Schreiend wollte Logan vor ihnen zurückweichen, doch sie waren schneller. Ohne Gnade packten sie ihn.

Als Kate O’Sullivan das sah, brach sie zusammen. Dem Sterben ihres ältesten Sohnes beizuwohnen war zu viel für sie. Die nun ins Haus stürmende wilde Meute von riesigen, skelettierten Hunden, die sich auf ihren Mann stürzten, nahm sie nicht mehr wahr. Und auch nicht, wie ihr Sohn Kenneth unter dem tödlichen Biss eines Hundes sein Leben aushauchte.

Die Hundedämonen sahen Wölfen ähnlich, waren aber deutlich größer und in ihren Augen loderte das ewige Feuer der jenseitigen Welt, dem Reich der Toten. Mit ihren Zähnen und Krallen verbreiteten sie die Schrecken und Qualen der Unterwelt.

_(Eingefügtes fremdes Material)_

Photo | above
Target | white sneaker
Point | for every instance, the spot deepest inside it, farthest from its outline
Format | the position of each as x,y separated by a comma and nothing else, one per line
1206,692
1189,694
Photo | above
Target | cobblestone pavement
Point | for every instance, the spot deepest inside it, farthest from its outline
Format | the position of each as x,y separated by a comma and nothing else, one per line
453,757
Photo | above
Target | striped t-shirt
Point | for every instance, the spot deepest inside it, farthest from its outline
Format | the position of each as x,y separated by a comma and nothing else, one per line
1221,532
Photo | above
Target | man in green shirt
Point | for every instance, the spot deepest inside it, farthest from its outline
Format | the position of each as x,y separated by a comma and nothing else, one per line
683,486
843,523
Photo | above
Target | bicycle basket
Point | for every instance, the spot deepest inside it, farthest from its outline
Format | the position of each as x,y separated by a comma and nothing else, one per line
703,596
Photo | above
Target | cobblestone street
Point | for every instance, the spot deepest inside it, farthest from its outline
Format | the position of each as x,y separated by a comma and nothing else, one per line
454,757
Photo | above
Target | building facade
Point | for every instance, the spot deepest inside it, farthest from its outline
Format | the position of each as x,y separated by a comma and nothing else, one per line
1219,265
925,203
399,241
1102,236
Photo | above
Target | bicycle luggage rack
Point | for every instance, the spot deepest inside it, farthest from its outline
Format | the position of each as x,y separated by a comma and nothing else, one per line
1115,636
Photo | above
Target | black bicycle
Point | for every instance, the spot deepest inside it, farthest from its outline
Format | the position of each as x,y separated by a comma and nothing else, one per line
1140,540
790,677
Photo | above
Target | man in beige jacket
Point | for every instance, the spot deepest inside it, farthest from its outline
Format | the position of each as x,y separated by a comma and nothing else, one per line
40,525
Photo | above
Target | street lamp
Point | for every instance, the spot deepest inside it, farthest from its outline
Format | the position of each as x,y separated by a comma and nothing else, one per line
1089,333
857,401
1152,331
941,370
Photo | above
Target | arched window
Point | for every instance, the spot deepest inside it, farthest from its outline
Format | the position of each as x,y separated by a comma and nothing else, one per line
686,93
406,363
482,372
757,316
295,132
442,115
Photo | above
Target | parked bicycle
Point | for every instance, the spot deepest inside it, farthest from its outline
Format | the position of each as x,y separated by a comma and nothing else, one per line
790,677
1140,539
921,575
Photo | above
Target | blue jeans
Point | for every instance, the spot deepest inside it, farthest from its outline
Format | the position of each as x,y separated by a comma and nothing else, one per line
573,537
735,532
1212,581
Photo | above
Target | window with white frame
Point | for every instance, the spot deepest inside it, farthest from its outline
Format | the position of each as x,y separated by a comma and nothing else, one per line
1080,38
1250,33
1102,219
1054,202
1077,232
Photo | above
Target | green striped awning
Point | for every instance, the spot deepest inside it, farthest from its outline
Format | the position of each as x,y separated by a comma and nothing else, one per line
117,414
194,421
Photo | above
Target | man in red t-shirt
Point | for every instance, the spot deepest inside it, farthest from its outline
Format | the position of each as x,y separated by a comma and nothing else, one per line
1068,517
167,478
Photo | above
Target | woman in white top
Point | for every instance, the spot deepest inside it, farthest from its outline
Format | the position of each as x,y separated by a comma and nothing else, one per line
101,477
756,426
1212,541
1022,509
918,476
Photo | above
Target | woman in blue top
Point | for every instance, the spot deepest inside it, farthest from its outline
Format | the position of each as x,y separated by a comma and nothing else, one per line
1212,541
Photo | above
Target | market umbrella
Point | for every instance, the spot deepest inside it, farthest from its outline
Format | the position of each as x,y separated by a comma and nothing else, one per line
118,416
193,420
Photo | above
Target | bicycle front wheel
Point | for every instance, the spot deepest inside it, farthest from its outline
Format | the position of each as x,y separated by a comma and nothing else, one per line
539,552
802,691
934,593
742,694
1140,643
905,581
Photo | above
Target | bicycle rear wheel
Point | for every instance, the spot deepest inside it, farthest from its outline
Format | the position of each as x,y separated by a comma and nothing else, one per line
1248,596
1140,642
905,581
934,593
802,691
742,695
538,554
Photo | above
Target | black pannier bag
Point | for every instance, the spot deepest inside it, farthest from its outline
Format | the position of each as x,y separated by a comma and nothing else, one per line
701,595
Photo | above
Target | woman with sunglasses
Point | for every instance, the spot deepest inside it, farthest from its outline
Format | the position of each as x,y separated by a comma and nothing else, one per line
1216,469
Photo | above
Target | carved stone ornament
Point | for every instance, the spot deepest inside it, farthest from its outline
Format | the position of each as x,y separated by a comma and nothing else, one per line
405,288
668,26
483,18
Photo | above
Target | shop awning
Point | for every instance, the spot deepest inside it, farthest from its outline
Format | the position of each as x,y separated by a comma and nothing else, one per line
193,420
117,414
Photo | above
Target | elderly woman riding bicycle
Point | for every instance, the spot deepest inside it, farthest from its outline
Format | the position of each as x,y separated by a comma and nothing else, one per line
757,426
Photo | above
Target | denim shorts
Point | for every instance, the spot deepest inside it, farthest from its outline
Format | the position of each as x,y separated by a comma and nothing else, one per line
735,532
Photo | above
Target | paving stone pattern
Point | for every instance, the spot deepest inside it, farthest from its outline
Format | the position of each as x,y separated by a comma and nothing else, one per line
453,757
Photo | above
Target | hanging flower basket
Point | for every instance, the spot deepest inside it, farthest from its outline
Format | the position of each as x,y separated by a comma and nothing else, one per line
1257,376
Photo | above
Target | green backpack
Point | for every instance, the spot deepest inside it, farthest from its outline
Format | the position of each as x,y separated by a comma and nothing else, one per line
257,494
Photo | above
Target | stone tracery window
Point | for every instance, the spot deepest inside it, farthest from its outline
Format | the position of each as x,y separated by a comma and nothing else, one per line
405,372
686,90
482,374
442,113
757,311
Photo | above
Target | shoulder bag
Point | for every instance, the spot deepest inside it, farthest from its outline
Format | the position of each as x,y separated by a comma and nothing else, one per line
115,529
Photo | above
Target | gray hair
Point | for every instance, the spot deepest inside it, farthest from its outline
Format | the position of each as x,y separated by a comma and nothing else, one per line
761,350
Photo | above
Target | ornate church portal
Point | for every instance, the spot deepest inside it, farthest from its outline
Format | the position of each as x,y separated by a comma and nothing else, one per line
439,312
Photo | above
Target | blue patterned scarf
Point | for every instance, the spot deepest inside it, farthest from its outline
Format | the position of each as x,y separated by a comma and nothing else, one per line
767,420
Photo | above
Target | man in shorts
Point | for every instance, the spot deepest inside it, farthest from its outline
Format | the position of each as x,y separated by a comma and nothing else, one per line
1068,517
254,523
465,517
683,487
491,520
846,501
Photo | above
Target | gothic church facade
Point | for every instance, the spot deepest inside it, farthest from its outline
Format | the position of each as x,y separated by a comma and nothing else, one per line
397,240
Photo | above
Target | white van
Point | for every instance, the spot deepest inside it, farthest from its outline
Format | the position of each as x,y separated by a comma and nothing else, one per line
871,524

Für Kate O’Sullivan war es fast eine Erlösung, als sich aus der Schar der höllischen Gestalten ein bärengroßer Dämon löste, unter dessen Pfoten Funken hervorsprühten. Er hatte unterarmlange Eckzähne und aus seinem Rücken wuchsen nadelspitze Knochen. Das säbelzahntigerähnliche Tier bestand nur aus dem Skelett, in dessen leeren Augenhöhlen es unheimlich glühte.

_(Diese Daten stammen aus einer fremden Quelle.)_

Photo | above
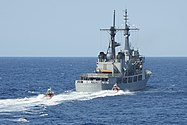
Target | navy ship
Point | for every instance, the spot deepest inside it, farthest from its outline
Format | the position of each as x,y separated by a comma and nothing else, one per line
123,70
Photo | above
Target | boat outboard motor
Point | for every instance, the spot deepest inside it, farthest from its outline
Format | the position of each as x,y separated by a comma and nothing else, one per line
120,56
102,57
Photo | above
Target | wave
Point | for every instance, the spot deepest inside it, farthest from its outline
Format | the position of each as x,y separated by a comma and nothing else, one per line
22,104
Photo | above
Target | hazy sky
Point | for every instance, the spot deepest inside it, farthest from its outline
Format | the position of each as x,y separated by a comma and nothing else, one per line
72,27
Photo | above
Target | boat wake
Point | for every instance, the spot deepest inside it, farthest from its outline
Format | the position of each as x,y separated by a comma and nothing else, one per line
22,104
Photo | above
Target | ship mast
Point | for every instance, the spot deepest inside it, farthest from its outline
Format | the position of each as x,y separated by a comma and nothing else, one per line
112,34
126,31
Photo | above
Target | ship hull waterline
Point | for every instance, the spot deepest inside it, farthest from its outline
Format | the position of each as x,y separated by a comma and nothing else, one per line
95,86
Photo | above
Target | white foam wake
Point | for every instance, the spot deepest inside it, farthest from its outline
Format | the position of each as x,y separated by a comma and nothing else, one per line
13,105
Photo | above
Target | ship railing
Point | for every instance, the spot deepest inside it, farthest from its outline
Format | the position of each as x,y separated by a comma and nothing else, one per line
91,81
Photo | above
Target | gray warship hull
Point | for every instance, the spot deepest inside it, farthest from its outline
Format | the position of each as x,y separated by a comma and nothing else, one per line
93,86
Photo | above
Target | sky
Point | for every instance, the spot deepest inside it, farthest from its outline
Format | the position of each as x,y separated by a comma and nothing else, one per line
71,28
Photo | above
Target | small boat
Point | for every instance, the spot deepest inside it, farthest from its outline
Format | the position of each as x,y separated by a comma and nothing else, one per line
115,88
49,93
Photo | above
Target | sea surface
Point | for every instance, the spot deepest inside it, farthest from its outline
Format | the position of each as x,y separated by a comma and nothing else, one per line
24,81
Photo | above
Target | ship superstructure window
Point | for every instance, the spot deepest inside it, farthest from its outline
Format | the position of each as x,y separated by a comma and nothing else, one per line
139,77
129,79
135,78
124,80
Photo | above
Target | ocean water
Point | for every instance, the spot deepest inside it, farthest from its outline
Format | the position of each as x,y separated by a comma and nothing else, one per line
23,82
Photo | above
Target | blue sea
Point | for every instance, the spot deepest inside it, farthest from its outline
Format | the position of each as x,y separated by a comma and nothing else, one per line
24,81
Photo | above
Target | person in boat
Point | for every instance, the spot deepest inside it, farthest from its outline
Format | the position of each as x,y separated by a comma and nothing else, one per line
115,88
49,93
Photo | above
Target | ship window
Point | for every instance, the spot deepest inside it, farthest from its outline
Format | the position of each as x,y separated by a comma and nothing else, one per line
135,78
129,79
118,80
124,80
139,77
104,79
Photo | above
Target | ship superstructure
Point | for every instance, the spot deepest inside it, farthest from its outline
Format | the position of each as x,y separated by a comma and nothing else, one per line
124,69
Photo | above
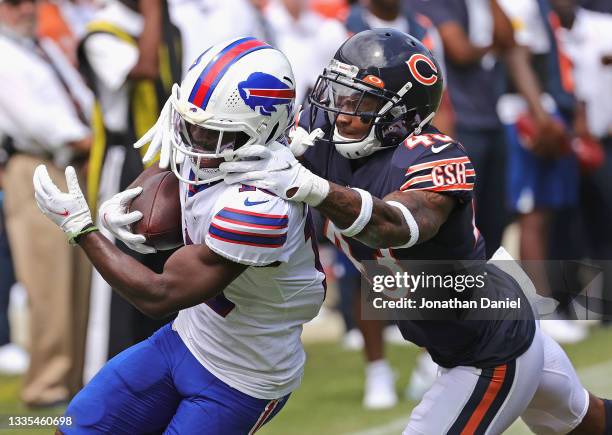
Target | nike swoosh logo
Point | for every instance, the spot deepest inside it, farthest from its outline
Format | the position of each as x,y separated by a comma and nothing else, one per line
436,150
64,213
249,203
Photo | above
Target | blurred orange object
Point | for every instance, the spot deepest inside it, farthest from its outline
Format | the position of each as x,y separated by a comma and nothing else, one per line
51,24
589,153
337,9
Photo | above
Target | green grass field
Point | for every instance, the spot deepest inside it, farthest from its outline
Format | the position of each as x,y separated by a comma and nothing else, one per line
329,401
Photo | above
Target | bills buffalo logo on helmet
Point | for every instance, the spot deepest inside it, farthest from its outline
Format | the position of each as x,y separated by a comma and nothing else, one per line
264,91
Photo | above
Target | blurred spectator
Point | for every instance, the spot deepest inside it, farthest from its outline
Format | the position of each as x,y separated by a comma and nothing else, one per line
473,33
400,15
542,172
308,40
13,359
597,5
64,22
587,36
337,9
131,60
42,111
204,23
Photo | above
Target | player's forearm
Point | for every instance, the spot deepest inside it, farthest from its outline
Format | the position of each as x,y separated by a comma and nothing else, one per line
388,227
384,230
131,279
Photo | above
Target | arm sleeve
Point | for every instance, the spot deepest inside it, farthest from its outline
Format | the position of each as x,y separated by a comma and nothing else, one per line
448,171
255,228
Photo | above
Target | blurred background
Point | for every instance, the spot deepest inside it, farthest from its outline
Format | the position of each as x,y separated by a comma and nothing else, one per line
529,94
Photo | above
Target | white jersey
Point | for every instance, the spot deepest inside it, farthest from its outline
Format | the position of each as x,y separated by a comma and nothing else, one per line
249,335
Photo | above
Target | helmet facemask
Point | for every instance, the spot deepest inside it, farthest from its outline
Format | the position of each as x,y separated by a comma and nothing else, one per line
338,91
203,140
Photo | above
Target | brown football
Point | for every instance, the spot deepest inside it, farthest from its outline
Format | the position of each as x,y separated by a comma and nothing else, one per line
160,206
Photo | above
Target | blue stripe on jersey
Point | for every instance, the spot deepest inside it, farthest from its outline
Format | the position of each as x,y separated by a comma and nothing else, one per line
273,221
251,239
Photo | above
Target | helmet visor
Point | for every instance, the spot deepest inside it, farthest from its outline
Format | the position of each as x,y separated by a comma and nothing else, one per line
350,108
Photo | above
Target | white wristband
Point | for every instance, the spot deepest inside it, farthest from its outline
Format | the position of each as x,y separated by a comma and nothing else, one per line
364,215
414,228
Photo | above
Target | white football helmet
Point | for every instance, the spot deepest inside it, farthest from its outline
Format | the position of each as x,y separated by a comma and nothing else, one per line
236,93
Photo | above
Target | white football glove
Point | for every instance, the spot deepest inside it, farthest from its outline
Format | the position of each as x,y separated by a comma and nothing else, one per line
115,218
278,171
160,138
300,140
67,210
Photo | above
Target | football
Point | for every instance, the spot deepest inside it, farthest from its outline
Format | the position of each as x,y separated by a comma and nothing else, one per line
160,206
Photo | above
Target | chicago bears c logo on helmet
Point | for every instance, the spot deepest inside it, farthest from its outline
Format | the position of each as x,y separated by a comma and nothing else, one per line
265,91
421,78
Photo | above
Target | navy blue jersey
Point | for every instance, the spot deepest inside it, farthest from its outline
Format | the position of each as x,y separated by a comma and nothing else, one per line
437,163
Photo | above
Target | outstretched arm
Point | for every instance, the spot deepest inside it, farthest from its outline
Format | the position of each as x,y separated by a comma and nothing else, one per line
387,227
192,275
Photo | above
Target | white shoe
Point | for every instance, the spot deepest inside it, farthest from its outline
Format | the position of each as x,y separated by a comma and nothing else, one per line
13,360
422,378
564,331
379,386
352,340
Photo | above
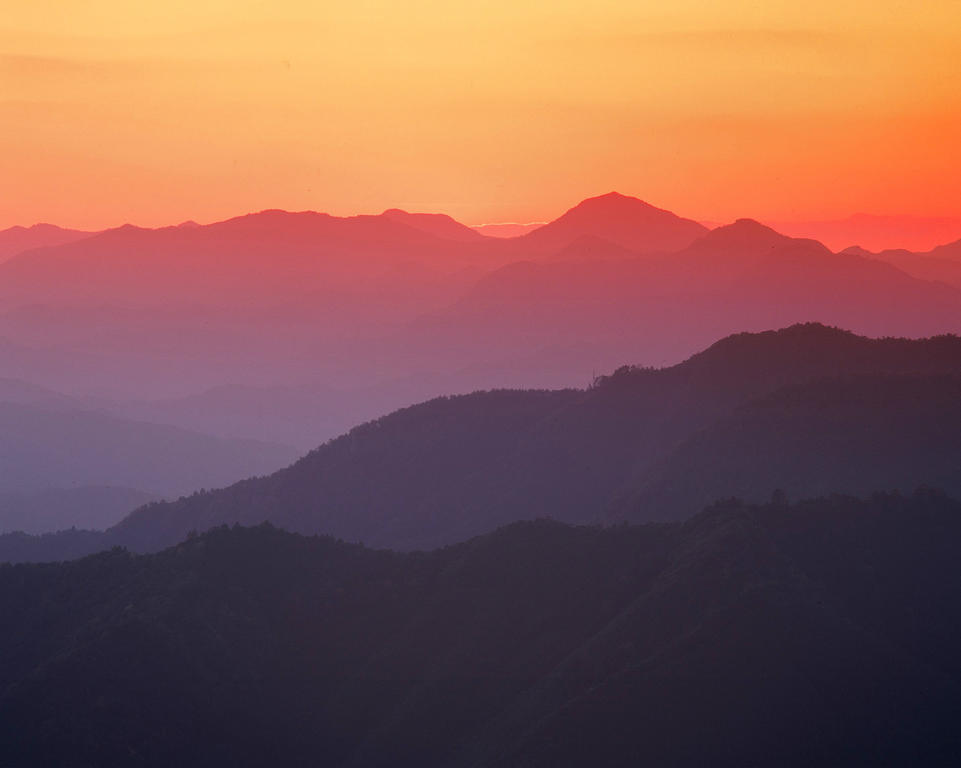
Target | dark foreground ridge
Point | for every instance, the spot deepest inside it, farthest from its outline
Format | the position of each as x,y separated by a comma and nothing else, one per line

Der Dämon warf sich direkt auf die schluchzende und wimmernde Frau. Mit einem kräftigen Stoß eines Eckzahnes beendete er ihr Entsetzen.

Kate O’Sullivans letzter Gedanke galt ihrer Tochter Hannah. Die alte Frau hatte aber keine Kraft mehr sich aufzurichten. Sie konnte nicht mehr sehen, was mit dem Mädchen geschah.